Utility of Abraham Lens in YAG Laser Capsulotomy: A Prospective Study
Dr. Saswati Sen,
B3-105,Shreekhetra Residency, Patrapada, Bhubaneswar, Odisha, India.
Introduction: Neodymium-doped Yttrium Aluminum Garnet (Nd: YAG) laser capsulotomy remains the safest treatment for Posterior Capsular Opacification (PCO). The use of capsulotomy lens has some benefits to offer especially when learning the procedure and in uncooperative patients. With changing curriculum in medical teaching which focusses more on practical aspects it will serve as an asset for the trainees. Even if not used routinely its importance cannot be altogether undermined.
Aim: To assess the utility of Abraham capsulotomy lens in YAG laser capsulotomy procedure and compare it with capsulotomy performed without lens.
Materials and Methods: This was a prospective, longitudinal study conducted in the Department of Ophthalmology, Kalinga Institute of Medical Sciences, Bhubaneswar, Odisha, India, from June 2020 to February 2021. A total of 79 patients who developed PCO after more than six months of cataract surgery and had decrease in visual acuity on Snellen’s chart by two or more lines from baseline were included. Visual acuity, Intraocular Pressure (IOP) measurement, fundoscopy, Ocular Coherence Tomography (OCT) was done for Central Macular Thickness (CMT) in all patients at presentation, one and three months following YAG capsulotomy. Nd-YAG laser capsulotomy was then done with and without the use of Abraham’s capsulotomy lens in two groups. Parameters such as visual acuity change, IOP, CMT, energy used in capsulotomy, type of PCO were then compared between the two groups. Independent t-test, repeated Analysis of Variance (ANOVA) and Spearman’s correlation tests were used to analyse the data.

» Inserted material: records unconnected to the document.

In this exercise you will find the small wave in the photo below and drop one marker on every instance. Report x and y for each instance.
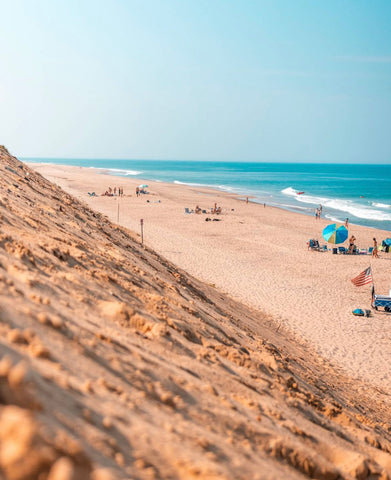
(380, 205)
(290, 191)
(119, 171)
(177, 182)
(346, 206)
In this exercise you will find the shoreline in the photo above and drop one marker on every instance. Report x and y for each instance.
(307, 211)
(258, 256)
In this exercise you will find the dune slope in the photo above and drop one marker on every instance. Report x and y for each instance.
(116, 364)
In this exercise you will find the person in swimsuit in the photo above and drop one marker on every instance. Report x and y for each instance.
(374, 251)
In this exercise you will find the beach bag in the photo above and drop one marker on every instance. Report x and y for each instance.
(361, 313)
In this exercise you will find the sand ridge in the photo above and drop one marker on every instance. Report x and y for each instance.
(117, 364)
(259, 256)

Results: Of the 79 patients, 40 underwent capsulotomy without the Abraham lens (Group 1) and 39 with Abraham lens (Group 2). Females were more than males in both the groups. The improvement in visual acuity was statistically significant in both groups. There was statistically significant difference in CMT in both groups at each visit. The average energy used for dealing with fibrous type of calcification was significantly more than that used in elsching pearls (13.96 mj). Complications like Intraocular Lens (IOL) pitting, raised IOP, cystoid macular oedema, uveitis and retinal detachment were encountered which were managed by appropriate medical and surgical therapy.
Conclusion: Use of capsulotomy lens decreases the amount of energy needed for capsulotomy and helps to stabilise the eye and to focus better especially for ophthalmologists in their initial training days.